The decision arrived yesterday: transgender people are protected under Title VII of the Civil Rights Act of 1964. The EEOC ruled that "intentional discrimination against a transgender individual because that person is transgender is, by definition ‘based on…sex.'"

Title VII prohibits employment discrimination based on race, color, religion, sex and national origin. It applies to all employers with over 15 employees.

“This is the first time that the EEOC has held that discrimination against trans people is unlawful under the federal sex discrimination law,” said Ilona Turner, the Transgender Law Center’s legal director.

But the ruling follows a precedent set by a series of federal court rulings. “This EEOC decision is really the culmination of an enormous amount of important advocacy work, important scholarship, and the recognition by an increasing number of courts around the country that indeed anti-trans discrimination constitutes sex discrimination,” said Tobias Barrington Wolff, Law Professor at the University of Pennsylvania. "I think it is fair to say that the EEOC ruling is part of an existing trend among the courts."

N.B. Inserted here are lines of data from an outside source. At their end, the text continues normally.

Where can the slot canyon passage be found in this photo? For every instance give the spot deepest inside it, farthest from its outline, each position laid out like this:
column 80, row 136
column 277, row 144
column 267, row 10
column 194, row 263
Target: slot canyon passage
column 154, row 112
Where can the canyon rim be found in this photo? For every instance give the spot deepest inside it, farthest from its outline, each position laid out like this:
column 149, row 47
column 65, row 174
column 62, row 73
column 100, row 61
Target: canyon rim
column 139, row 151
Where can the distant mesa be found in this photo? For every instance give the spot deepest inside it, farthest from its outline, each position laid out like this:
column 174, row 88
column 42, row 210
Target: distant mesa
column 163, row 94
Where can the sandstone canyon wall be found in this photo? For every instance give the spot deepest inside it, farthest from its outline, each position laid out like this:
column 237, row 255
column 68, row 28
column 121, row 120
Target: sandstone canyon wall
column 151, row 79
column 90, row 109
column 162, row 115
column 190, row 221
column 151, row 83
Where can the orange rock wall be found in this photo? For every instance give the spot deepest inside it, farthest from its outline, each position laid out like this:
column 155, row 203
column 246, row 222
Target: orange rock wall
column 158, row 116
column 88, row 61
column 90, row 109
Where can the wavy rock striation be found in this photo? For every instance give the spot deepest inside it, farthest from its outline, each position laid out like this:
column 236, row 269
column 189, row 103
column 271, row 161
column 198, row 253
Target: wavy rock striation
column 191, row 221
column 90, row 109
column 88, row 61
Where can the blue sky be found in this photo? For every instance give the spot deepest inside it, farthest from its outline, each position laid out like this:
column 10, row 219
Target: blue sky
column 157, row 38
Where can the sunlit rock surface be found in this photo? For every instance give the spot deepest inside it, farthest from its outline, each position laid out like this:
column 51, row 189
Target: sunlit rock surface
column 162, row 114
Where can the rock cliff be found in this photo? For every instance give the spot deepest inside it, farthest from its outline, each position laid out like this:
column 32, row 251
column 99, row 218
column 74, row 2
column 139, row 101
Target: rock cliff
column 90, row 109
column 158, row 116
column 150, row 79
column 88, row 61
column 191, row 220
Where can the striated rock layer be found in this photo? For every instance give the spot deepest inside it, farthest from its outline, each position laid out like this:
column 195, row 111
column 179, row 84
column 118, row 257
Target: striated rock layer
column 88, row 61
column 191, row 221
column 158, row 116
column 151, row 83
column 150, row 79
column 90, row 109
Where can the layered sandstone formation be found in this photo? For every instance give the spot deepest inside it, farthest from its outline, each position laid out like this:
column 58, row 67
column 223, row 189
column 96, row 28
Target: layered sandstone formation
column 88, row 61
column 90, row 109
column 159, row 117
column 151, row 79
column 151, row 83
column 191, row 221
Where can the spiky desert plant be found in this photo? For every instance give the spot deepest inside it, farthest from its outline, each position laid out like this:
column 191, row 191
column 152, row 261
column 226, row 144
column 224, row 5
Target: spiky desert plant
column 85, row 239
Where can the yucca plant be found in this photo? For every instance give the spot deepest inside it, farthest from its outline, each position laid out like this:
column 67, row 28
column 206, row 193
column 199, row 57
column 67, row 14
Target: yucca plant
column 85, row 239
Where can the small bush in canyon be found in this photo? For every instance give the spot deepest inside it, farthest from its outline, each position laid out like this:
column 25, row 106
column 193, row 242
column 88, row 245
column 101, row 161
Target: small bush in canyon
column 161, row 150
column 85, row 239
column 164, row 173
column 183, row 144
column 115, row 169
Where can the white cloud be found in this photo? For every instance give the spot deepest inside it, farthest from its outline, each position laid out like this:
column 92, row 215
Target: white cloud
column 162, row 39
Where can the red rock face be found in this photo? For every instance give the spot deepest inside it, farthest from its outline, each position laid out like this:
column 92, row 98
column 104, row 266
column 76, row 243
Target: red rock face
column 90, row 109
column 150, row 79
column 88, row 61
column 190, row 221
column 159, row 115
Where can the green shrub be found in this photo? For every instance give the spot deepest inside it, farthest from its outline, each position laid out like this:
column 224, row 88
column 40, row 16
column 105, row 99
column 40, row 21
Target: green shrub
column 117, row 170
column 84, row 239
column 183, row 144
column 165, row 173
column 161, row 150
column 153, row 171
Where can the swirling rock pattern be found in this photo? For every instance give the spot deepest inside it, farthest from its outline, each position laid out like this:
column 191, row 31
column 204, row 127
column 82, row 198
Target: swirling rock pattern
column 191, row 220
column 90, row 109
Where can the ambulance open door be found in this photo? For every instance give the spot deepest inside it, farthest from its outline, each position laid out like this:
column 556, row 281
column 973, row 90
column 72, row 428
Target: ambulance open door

In 1989, the Supreme Court held that a woman who was denied partnership in an accounting firm because she was "too masculine" had experienced unlawful sex discrimination. The message: bias due to a person not conforming to gender stereotypes is a type of sex discrimination.

Discriminating against transgender people is another form of gender stereotyping, the Transgender Law Center's Turner said. “Someone thinks that the transgender person is not behaving or looking the way that a man or a woman should."

Lawyers expect Mia Macy to get a position in the ballistics lab in the next few months, and they intend to seek back pay for lost wages.

Macy says the decision has larger implications. “This decision isn't just for me,” she said, “I mean it's good for me, but this is a door that is opening now a little wider for a lot of other transgender that have to go through this.”